The method of claim 33,
The one or more processors, when the indication indicates that the number of layers of the bitstream has not changed in the current frame compared to the number of layers of the bitstream in the previous frame, the layer for the current frame Specifies the indicated number of layers without specifying in the bitstream an indication that the current number of background components in one or more of the layers is the same as the previous number of background components in one or more of the layers of the previous frame. And configured to encode a higher order ambisonic audio signal to produce a bitstream.

The method of claim 32,
A device configured to encode a higher order ambisonic audio signal to generate a bitstream, further comprising a microphone for capturing the higher order ambisonic audio signal.

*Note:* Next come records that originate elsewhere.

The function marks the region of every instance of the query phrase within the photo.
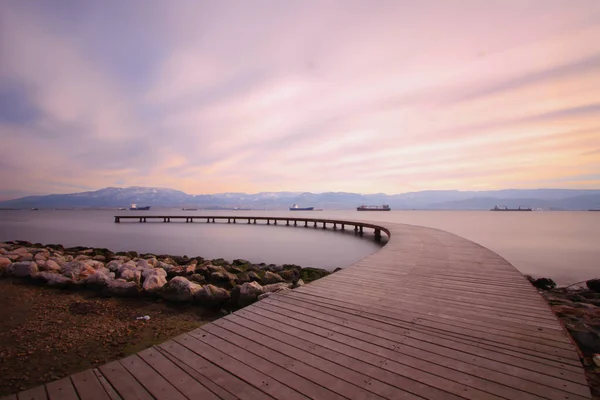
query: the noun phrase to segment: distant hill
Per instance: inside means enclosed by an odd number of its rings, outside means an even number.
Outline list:
[[[347,192],[262,192],[190,195],[151,187],[109,187],[92,192],[29,196],[0,202],[0,208],[118,208],[138,206],[287,209],[292,204],[323,209],[352,209],[361,204],[389,204],[394,210],[488,210],[494,205],[542,209],[600,208],[600,190],[508,189],[493,191],[427,190],[388,195]]]

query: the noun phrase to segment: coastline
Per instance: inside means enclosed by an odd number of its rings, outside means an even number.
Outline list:
[[[330,273],[0,243],[0,396],[121,359]]]

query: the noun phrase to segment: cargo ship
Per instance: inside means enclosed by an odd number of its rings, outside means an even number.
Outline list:
[[[298,204],[290,207],[290,211],[313,211],[314,209],[314,207],[300,207]]]
[[[492,208],[490,211],[533,211],[533,209],[528,208],[528,207],[521,207],[521,206],[519,206],[519,208],[508,208],[506,206],[494,206],[494,208]]]
[[[390,211],[391,208],[387,204],[382,206],[359,206],[356,207],[356,211]]]
[[[129,207],[129,209],[131,211],[148,211],[150,209],[150,206],[146,206],[146,207],[138,207],[137,204],[132,204],[131,207]]]

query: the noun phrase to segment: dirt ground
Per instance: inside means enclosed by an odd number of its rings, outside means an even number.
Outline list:
[[[148,321],[136,320],[145,315]],[[136,353],[219,316],[198,306],[2,279],[0,396]]]

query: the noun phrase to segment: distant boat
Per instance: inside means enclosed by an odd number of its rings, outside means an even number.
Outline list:
[[[313,211],[314,209],[314,207],[300,207],[298,204],[290,207],[290,211]]]
[[[519,208],[508,208],[506,206],[494,206],[494,208],[492,208],[490,211],[533,211],[533,209],[528,208],[528,207],[521,207],[521,206],[519,206]]]
[[[600,211],[600,208],[590,208],[588,211]]]
[[[119,210],[127,210],[125,207],[119,207]]]
[[[198,211],[197,208],[182,208],[183,211]]]
[[[356,207],[356,211],[390,211],[391,208],[387,204],[382,206],[365,206]]]
[[[150,209],[150,206],[146,206],[146,207],[138,207],[137,204],[133,203],[131,205],[131,207],[129,207],[129,209],[131,211],[148,211]]]
[[[32,208],[31,211],[39,211],[39,208]]]

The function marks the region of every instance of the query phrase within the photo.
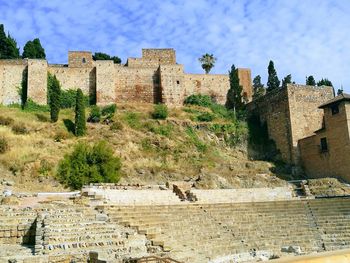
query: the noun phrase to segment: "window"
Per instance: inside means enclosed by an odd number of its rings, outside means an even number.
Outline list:
[[[338,107],[338,105],[333,105],[333,106],[331,107],[331,110],[332,110],[332,115],[339,113],[339,107]]]
[[[83,63],[86,63],[86,59],[85,58],[83,58],[82,61],[83,61]]]
[[[328,152],[327,138],[321,138],[321,152]]]
[[[177,80],[177,81],[176,81],[176,84],[177,84],[177,85],[179,85],[179,84],[180,84],[180,81],[179,81],[179,80]]]

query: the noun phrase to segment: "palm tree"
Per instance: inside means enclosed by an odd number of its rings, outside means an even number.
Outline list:
[[[205,70],[205,74],[208,74],[209,71],[214,67],[216,58],[213,54],[206,53],[201,58],[198,59],[202,63],[202,68]]]

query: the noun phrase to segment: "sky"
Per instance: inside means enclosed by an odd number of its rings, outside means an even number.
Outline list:
[[[350,93],[349,0],[0,0],[0,24],[23,48],[39,38],[49,63],[67,63],[68,50],[140,57],[142,48],[174,48],[187,73],[198,58],[217,58],[212,73],[231,65],[267,81],[305,84],[328,78]]]

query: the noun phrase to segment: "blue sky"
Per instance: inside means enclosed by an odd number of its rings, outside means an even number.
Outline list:
[[[20,47],[39,37],[49,63],[67,63],[68,50],[141,56],[172,47],[188,73],[213,53],[213,73],[232,64],[266,83],[270,59],[280,79],[329,78],[350,92],[349,0],[0,0],[0,23]]]

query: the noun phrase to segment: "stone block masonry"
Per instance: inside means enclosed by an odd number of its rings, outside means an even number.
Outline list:
[[[228,75],[187,74],[176,63],[174,49],[143,49],[141,58],[129,58],[125,65],[94,61],[91,52],[69,51],[68,65],[46,60],[0,61],[0,103],[19,103],[19,88],[28,70],[28,96],[39,104],[47,102],[47,72],[56,75],[64,90],[80,88],[95,95],[97,104],[165,103],[180,106],[192,94],[206,94],[224,104],[230,87]],[[249,69],[238,69],[242,94],[251,100]]]

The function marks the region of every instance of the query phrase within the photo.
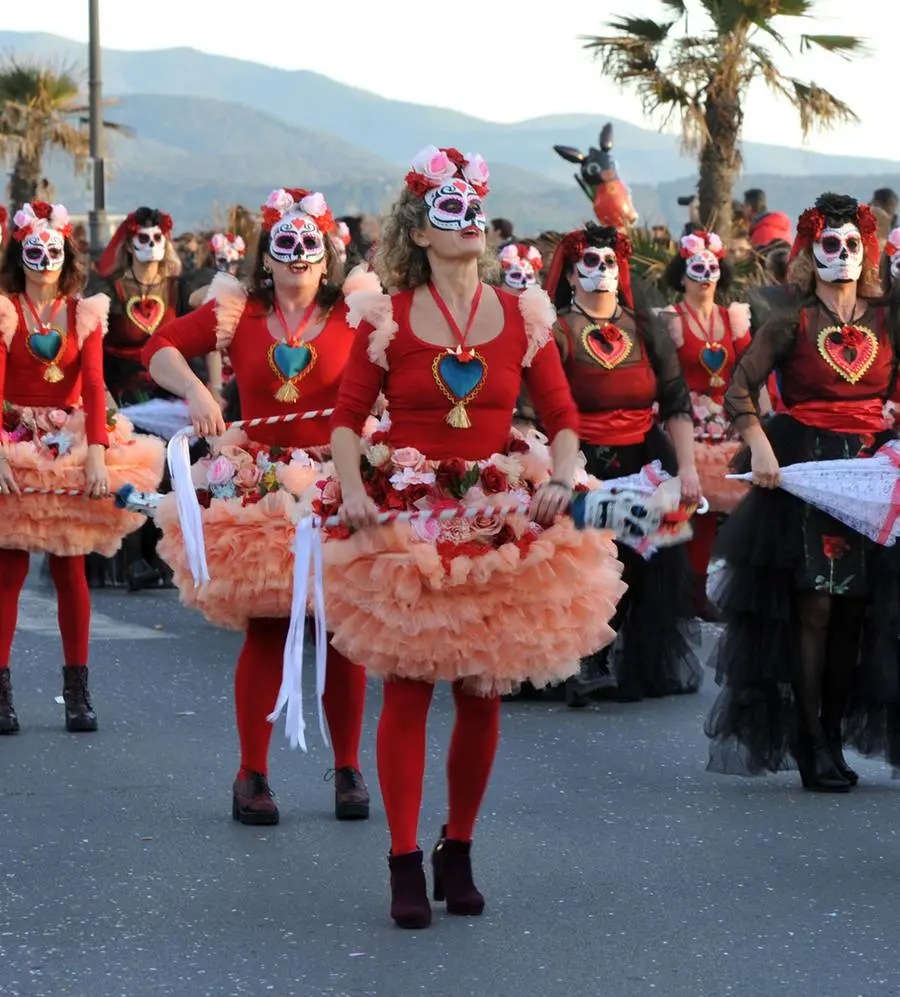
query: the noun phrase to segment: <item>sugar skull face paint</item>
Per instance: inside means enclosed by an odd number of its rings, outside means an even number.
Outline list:
[[[65,258],[65,239],[55,229],[44,228],[22,240],[22,263],[36,273],[61,270]]]
[[[688,257],[684,275],[696,284],[718,284],[722,270],[715,255],[708,249],[702,249]]]
[[[287,214],[272,226],[269,255],[279,263],[321,263],[325,237],[309,215]]]
[[[481,197],[465,180],[448,180],[425,195],[428,220],[444,232],[462,232],[468,228],[487,229],[487,216]]]
[[[829,284],[859,280],[863,265],[859,229],[852,222],[840,228],[826,228],[822,237],[813,243],[813,258],[819,276]]]
[[[528,260],[517,260],[503,269],[503,283],[513,291],[524,291],[537,283],[534,268]]]
[[[607,247],[588,246],[575,264],[575,275],[587,292],[615,294],[619,289],[619,261]]]
[[[131,251],[138,263],[161,263],[166,255],[166,237],[158,225],[139,228],[131,237]]]

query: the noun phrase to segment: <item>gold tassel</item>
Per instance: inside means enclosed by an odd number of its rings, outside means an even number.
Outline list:
[[[49,381],[50,384],[59,384],[64,376],[55,363],[48,364],[47,369],[44,371],[44,380]]]
[[[454,429],[471,429],[472,420],[466,411],[466,406],[462,402],[457,402],[447,413],[447,425]]]
[[[300,397],[300,392],[293,381],[285,381],[275,392],[275,401],[284,402],[287,405],[293,404]]]

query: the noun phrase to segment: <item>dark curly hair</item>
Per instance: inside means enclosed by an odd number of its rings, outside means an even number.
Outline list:
[[[849,194],[820,194],[816,198],[816,208],[825,217],[825,224],[829,228],[840,228],[842,225],[856,225],[857,212],[859,211],[859,201]]]
[[[325,279],[316,294],[316,303],[323,310],[333,308],[340,300],[341,285],[344,280],[344,267],[334,243],[327,235],[324,236],[324,242]],[[271,312],[275,309],[275,288],[264,267],[268,251],[269,233],[265,229],[260,229],[256,249],[253,253],[253,262],[247,274],[247,289],[253,301],[262,305],[267,312]]]
[[[673,291],[684,293],[684,282],[687,279],[686,274],[687,260],[681,253],[676,253],[666,266],[666,283]],[[719,283],[716,285],[716,294],[720,291],[727,291],[731,287],[733,277],[734,274],[728,260],[719,260]]]
[[[615,252],[619,231],[614,225],[598,225],[596,222],[588,222],[581,231],[584,233],[588,246],[593,246],[595,249],[611,249]],[[561,280],[553,292],[553,304],[557,311],[563,311],[572,303],[572,288],[569,284],[569,278],[575,270],[575,262],[575,260],[566,260],[563,270],[566,279]]]
[[[84,287],[84,267],[78,258],[78,248],[71,236],[65,239],[65,255],[59,272],[59,293],[66,296],[78,294]],[[25,264],[22,262],[22,243],[10,237],[3,247],[0,261],[0,291],[4,294],[25,292]]]

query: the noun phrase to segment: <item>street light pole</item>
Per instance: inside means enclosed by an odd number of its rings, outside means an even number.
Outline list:
[[[106,173],[103,163],[103,84],[100,74],[100,0],[88,0],[88,100],[94,206],[89,214],[91,256],[99,259],[106,244]]]

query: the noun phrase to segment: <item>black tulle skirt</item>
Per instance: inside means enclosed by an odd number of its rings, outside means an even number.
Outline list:
[[[636,474],[654,460],[677,473],[675,453],[658,427],[643,442],[601,447],[582,443],[588,473],[601,480]],[[612,621],[618,639],[611,650],[619,693],[625,699],[697,692],[703,669],[693,646],[699,626],[693,612],[693,574],[687,548],[668,547],[644,560],[619,545],[628,591]]]
[[[782,467],[874,452],[891,438],[817,430],[787,415],[766,432]],[[749,451],[735,469],[750,469]],[[713,599],[726,625],[710,664],[722,691],[706,721],[708,769],[760,775],[794,768],[798,714],[791,676],[797,660],[798,592],[865,603],[844,741],[900,764],[900,557],[782,489],[753,488],[729,517],[715,553],[726,567]]]

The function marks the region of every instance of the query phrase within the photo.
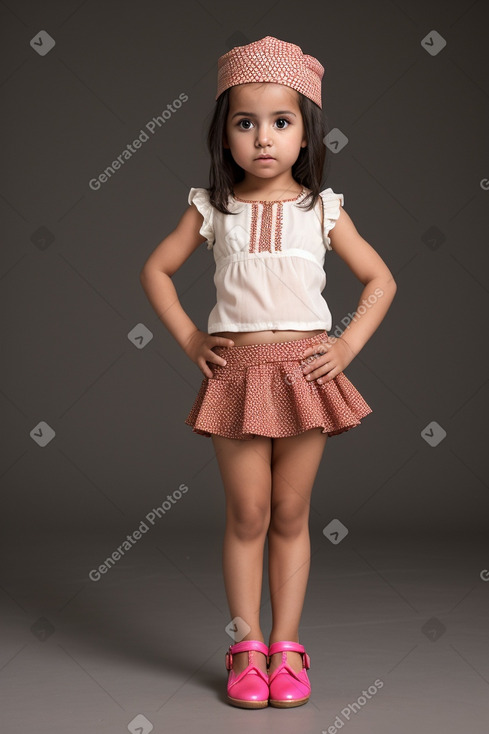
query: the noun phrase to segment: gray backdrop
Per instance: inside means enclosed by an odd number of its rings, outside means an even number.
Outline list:
[[[67,722],[72,731],[75,722],[87,731],[95,721],[99,730],[127,731],[140,711],[155,730],[189,731],[198,719],[182,723],[193,700],[185,700],[184,682],[209,665],[216,647],[211,688],[224,687],[223,489],[211,439],[184,424],[202,373],[153,312],[139,272],[176,226],[190,187],[208,185],[205,135],[218,56],[265,35],[297,43],[324,64],[325,115],[348,139],[338,152],[328,149],[325,186],[344,194],[346,211],[398,285],[384,322],[345,371],[373,413],[327,442],[311,502],[312,564],[330,582],[347,564],[359,592],[355,598],[350,578],[349,614],[364,613],[359,584],[372,579],[381,590],[376,604],[388,592],[409,615],[415,609],[413,644],[430,656],[441,628],[450,632],[443,613],[470,603],[462,637],[448,641],[448,633],[437,643],[444,645],[440,670],[454,664],[474,694],[470,707],[459,709],[460,724],[469,710],[474,721],[482,721],[484,707],[489,716],[487,632],[464,637],[485,618],[489,587],[488,17],[487,3],[470,0],[0,4],[5,731],[20,724],[28,730],[32,718],[36,731],[65,731]],[[158,125],[167,105],[173,111]],[[139,147],[102,183],[103,171],[139,136]],[[355,310],[362,285],[334,252],[325,268],[334,331]],[[213,273],[204,243],[174,276],[182,306],[203,330],[215,302]],[[164,513],[156,517],[158,506]],[[323,534],[333,520],[348,528],[337,546]],[[90,578],[127,535],[131,549]],[[358,579],[364,574],[366,581]],[[444,591],[435,603],[438,583]],[[320,597],[313,601],[314,590]],[[143,609],[139,593],[146,594]],[[311,581],[304,621],[311,644],[330,609],[322,594]],[[376,623],[388,616],[385,608],[372,609]],[[142,615],[136,629],[133,614]],[[438,632],[427,641],[421,630],[433,619]],[[412,647],[412,640],[400,644],[398,633],[386,669],[402,665]],[[195,652],[203,638],[209,649]],[[366,639],[355,642],[360,657]],[[188,670],[177,664],[183,640]],[[124,649],[132,673],[120,687],[114,671],[84,659],[90,643],[94,657],[102,649],[117,658]],[[152,694],[152,671],[138,687],[134,660],[157,666],[171,644],[168,689],[160,680],[158,702],[143,703],[143,692]],[[44,677],[47,659],[51,674]],[[108,665],[105,658],[99,664]],[[413,679],[425,666],[417,660]],[[373,665],[350,698],[382,670]],[[77,680],[65,690],[70,674]],[[416,680],[415,709],[424,689]],[[44,697],[26,707],[41,681]],[[60,694],[75,712],[66,719]],[[401,731],[407,720],[400,715],[388,725],[393,700],[387,703],[387,687],[382,695],[386,708],[377,710],[375,730]],[[440,695],[453,700],[445,685]],[[466,691],[460,695],[466,701]],[[329,704],[317,690],[315,705],[290,712],[281,730],[288,731],[287,721],[298,731],[304,719],[297,717],[313,715],[304,731],[320,732],[333,724],[343,698],[326,714]],[[170,705],[161,708],[170,699],[177,706],[171,726],[164,723]],[[420,725],[438,731],[429,724],[437,706],[432,699],[426,705],[423,714],[417,709]],[[352,734],[374,730],[367,724],[374,704],[368,706],[362,721],[359,715],[350,723]],[[241,720],[246,727],[247,712],[213,700],[209,715],[218,709],[233,727]],[[456,715],[441,710],[439,730],[451,731]],[[267,730],[275,726],[265,718],[272,713],[258,715]],[[409,714],[417,715],[412,707]]]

A method for generating a bitstream representing a high-order ambisonic audio signal,
Specifying, by one or more processors, an indication of whether the higher order ambisonic audio signal is provided in multiple layers;
Specifying an indication of the number of layers in the bitstream, by the one or more processors, subsequent to specifying an indication of whether the higher order ambisonic audio signal is provided in multiple layers;
Specifying, by the one or more processors, an indication of the number of channels included in the bitstream; And
And outputting, by the one or more processors, the bitstream containing the indicated number of layers including the indicated number of channels, a bitstream representing a higher order ambisonic audio signal.

The method of claim 36,
The layers are a bitstream representing a hierarchical, higher-order ambisonic audio signal to provide a higher resolution representation of the higher-order ambisonic audio signal when the first layer is combined with the second layer. How to create it.

The method of claim 36,
The layers of the bitstream include a base layer and an enhancement layer, and
The method further comprises applying a de-correlation transform for one or more channels of the base layer to obtain a decorrelated representation of background components of the higher-order ambisonic audio signal, the higher-order ambisonic audio signal. A method of generating a bitstream representing.

The method of claim 38,
The de-correlation transform is U of UHJ transform referencing U from universal (UD-4), H of UHJ transform referencing H from matrix H, and J of UHJ transform referencing J from system 45J. A method of generating a bitstream representing a higher order ambisonic audio signal, comprising a UHJ transform having.

The method of claim 38,
The de-correlation transform comprises a mode matrix transform, a method for generating a bitstream representing a higher order ambisonic audio signal.